降籏乙哉: The Rabbit Sends in a Little Bill.
…午後は翻訳作業に戻ろうと思ってたのに、家を追い出される様な形になってしまった。
暑いから気の毒だが、歴史さんも連れてきた。
日が沈んでから散歩に連れて行ってやろうと思っていたが、優将と散歩、ということもあってか、歴史さんは、大乗り気だった。
日影を選びながら、駅前まで出てきた。
家を出たからと言って、何をするでもないし、歴史さんが一緒だと、店にも入り難いから、ちょっと失敗だったかもしれない。
「…何か、騒がしくて、ごめんな、優将」
「賑やかで、ちょっとオモロかった。お客さん多い家」
「そんなに頻度は無いんだけど、来る時は千客万来状態なんだよな」
「寂しくはなさそう」
「…そう…ね?」
寂しくは…ないか。小さい頃から、フィールドワークに引っ張り出されたり、親の職場に連れていかれたり、人が家に大勢来たり。
来客の中に、悪人もいないと思ってるし。嫌いじゃないよ、…ただ、社会人とかに、あんまり向いてない人達なだけで。
絆も来るし、愛犬もいるし、確かに、寂しい思いをして育った、という意識とは逆だと言える。
…何だろ、この言い方。
…羨ましがられているんだろうか。
俺は…。気持ちを向けてもらえる方が、羨ましい気が…、って。いや、そんなこと、ないけど。
多分、女の子よりフィールドワークを選んじゃって、せっかく、気持ちを向けてもらっても…粗末にしちゃうんだろう。
相手が、例えば、クリスマスとか誕生日に、どういう過ごし方を、自分としたいと思ってるか、とか、考えられなくなって…。
花の香りも何も、気に留めなくなるんだろう。
ともあれ、目の前の美形を羨んでも、何も始まらない。
この美形も、欲しくても手に入らないものが沢山あるのだから。
陽光が当たると、青みがかった灰色に光る髪が、白いシャツに映える美形は、いつもの無表情で、呟いた。

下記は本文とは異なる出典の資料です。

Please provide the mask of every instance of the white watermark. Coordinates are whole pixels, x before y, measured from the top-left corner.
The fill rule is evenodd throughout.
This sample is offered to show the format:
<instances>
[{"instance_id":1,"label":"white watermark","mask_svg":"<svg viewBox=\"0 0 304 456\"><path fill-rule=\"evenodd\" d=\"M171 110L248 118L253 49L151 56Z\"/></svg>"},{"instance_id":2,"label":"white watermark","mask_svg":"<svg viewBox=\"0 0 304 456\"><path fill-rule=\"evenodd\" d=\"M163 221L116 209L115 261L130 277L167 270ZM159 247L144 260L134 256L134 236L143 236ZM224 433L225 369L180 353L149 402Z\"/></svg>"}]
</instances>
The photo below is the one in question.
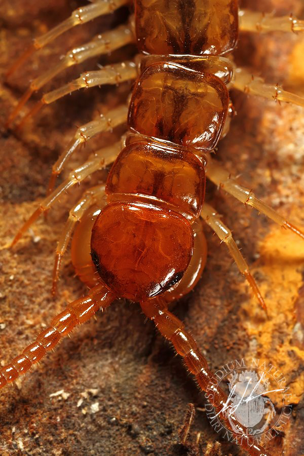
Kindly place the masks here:
<instances>
[{"instance_id":1,"label":"white watermark","mask_svg":"<svg viewBox=\"0 0 304 456\"><path fill-rule=\"evenodd\" d=\"M292 395L285 377L273 364L253 358L235 359L214 376L207 388L209 403L205 408L212 427L222 437L240 443L245 433L252 444L263 444L283 431L291 414ZM229 392L225 403L215 410L211 404L218 389ZM280 403L279 411L272 397Z\"/></svg>"}]
</instances>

「…また、やっちゃった。他人の秘密なんか…気づかなきゃいいのに、俺」
「…気にしてんだ?俺は、気づくの、凄いな、って思ったけど」
「…俺しか気づいてないこと、みたいなのが、意外とあって。説明しても、分かってもらえなかったりする。何か、ムズカシーこと言ってるって、聞いてもらえなくて。蓋を開けたら、『やっぱりそうじゃん、分かってたのに』ってなる。…分かる頃には、俺が指摘したことなんか忘れられてたり、…指摘しなくていいことを指摘しちゃってて、傷付けたり。…他人のかーちゃんの秘密なんて、気づかなきゃ良かったのに。誰も、気づかなかったのに、俺、…知っちゃって」
「それは違うぞ」
若しかしたら、優将さんの悩みは、高知能故に起きているかもしれない事柄だけれども。
「優将が気づかなかったら、誰も、手紙の存在に気づかなかった。翻訳だけして返して、『結局、何で、この本だったんだろう』って、揃って首を傾げて終わりだったかも。そりゃ、内容はアレだったけど、瑞月って子に、お母さんの手紙は渡せるじゃん。必要だから与えられてる能力だと思おう。誰しもが持ってる力じゃないかもしれないけど」
優将が、驚いた顔で、俺を見詰めている。
明るいところで見ると、本当に、小さい子の様な目だと思った。
「変、高良って。…高良だけ、一回も、ムズカシーこと言ってるって、言わない。俺のこと」
「…あー。言わないけど。…誰かがムズカシーこと言ってるからって、何だ?『ムズカシーこと言ってる』って切り捨てて、何になる?自分が『ムズカシーこと』言われて、その内容を考えないことの、何が良いんだ?『ムズカシー』から自分には分からん、と思って、それ以上考えないで、『ムズカシー』から分からん、って本当に言っちゃうって。『ムズカシー』から分からん、って口に出すことに意味あるか?そりゃ、考えても分からんことの方が多いかもだが。そもそも、森羅万象のことが分かるはずもないだろう。『ムズカシーこと』考えてる奴が、何で、そう思ったのか、聞くだけでもいいじゃないか」
…両親とも、ムズカシーこと言う人達だからな。育った環境のせいもあるかもしれんが。
優将は「…矛盾が見える」と言った。
「…ん?」
「偶然条件のはずなのに、相手が、それを前提条件として動いている時は、何かある。その時点で、それは、偶然じゃなくて、そいつがやったこと、若しくは、そいつが、偶然条件じゃないと知っていたこと、になる。だから、多分、そういうことを言う奴を、最初から疑っちゃう。…矛盾が最初に見えるから、相当気づかない振りをしないと、仲良くなれない」
…それで、無表情のことが多いのかな。思ってることが全部相手に伝わっちゃうと、仲良くなれない、って。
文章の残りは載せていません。